Pluznick is interested in the idea that the chemical sensors our body uses for smell and taste, which are ‘classically’ found in the nose and tongue, are also found in the kidney and blood vessels, and that these individual sensors play functional roles in physiology.
These sensors are chemical detectors, very well-developed to do their functions by evolution, and recent studies have shown that many other organs and tissues in the body take advantage of these receptors. Pluznick is particularly interested in how the kidney – which is responsible for maintaining homeostasis, or balance, in the body – utilizes these receptors.
Since 2010, Pluznick and her lab at the Johns Hopkins School of Medicine have researched the role of the olfactory signaling system. Most recently, they’ve found a possible connection between the bacteria in the gut and how the kidney manages blood pressure.

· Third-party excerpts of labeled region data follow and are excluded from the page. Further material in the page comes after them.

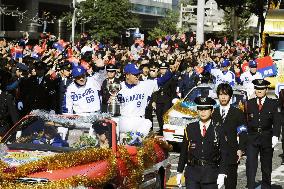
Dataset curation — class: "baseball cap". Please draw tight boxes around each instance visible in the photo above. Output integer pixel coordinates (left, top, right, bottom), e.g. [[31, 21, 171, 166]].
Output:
[[106, 64, 117, 72], [221, 59, 230, 67], [252, 79, 270, 90], [249, 60, 257, 68], [16, 63, 29, 71], [194, 96, 216, 110], [72, 66, 86, 77], [159, 62, 169, 69], [124, 64, 141, 75]]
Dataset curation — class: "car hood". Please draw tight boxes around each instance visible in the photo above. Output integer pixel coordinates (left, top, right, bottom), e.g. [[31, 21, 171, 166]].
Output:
[[1, 150, 57, 167]]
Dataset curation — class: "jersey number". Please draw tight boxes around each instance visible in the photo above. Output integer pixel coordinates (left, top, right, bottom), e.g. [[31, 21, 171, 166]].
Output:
[[86, 95, 95, 103]]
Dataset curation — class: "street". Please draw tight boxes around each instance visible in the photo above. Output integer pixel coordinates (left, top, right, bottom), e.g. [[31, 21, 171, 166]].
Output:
[[154, 90, 284, 189]]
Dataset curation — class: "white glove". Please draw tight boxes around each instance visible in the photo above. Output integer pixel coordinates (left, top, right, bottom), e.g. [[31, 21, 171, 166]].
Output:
[[17, 102, 24, 110], [176, 173, 182, 187], [272, 136, 278, 148], [217, 174, 227, 189]]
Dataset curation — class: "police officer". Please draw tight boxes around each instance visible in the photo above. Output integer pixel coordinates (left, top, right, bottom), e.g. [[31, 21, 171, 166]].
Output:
[[177, 97, 227, 189], [213, 83, 246, 189], [245, 79, 280, 189], [240, 60, 263, 99], [101, 64, 120, 112], [156, 62, 178, 136]]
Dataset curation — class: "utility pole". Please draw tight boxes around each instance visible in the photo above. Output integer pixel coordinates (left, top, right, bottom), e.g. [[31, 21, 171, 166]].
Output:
[[71, 0, 76, 45], [196, 0, 205, 44]]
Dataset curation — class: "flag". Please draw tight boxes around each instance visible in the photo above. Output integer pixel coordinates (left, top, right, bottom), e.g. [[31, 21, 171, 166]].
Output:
[[256, 56, 277, 77]]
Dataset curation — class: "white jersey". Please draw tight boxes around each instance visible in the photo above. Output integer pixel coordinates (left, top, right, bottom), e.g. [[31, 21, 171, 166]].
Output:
[[240, 71, 263, 87], [117, 80, 158, 117], [65, 72, 105, 114], [211, 69, 235, 86], [240, 71, 263, 99]]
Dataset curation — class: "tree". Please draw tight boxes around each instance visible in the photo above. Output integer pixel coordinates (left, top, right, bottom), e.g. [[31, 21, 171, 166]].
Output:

Pluznick received her Ph.D. in renal physiology from the University of Nebraska Medical Center in 2005. She then spent five years training as a postdoctoral fellow at Yale University where she studied both renal physiology and sensory biology systems. She is now an Associate Professor at Johns Hopkins School of Medicine, where her research interests are focused on how the renal and cardiovascular systems employ G-protein coupled receptor "sensory" signaling pathways to monitor various substances in the plasma and forming urine, and thus aid in the maintenance of homeostasis.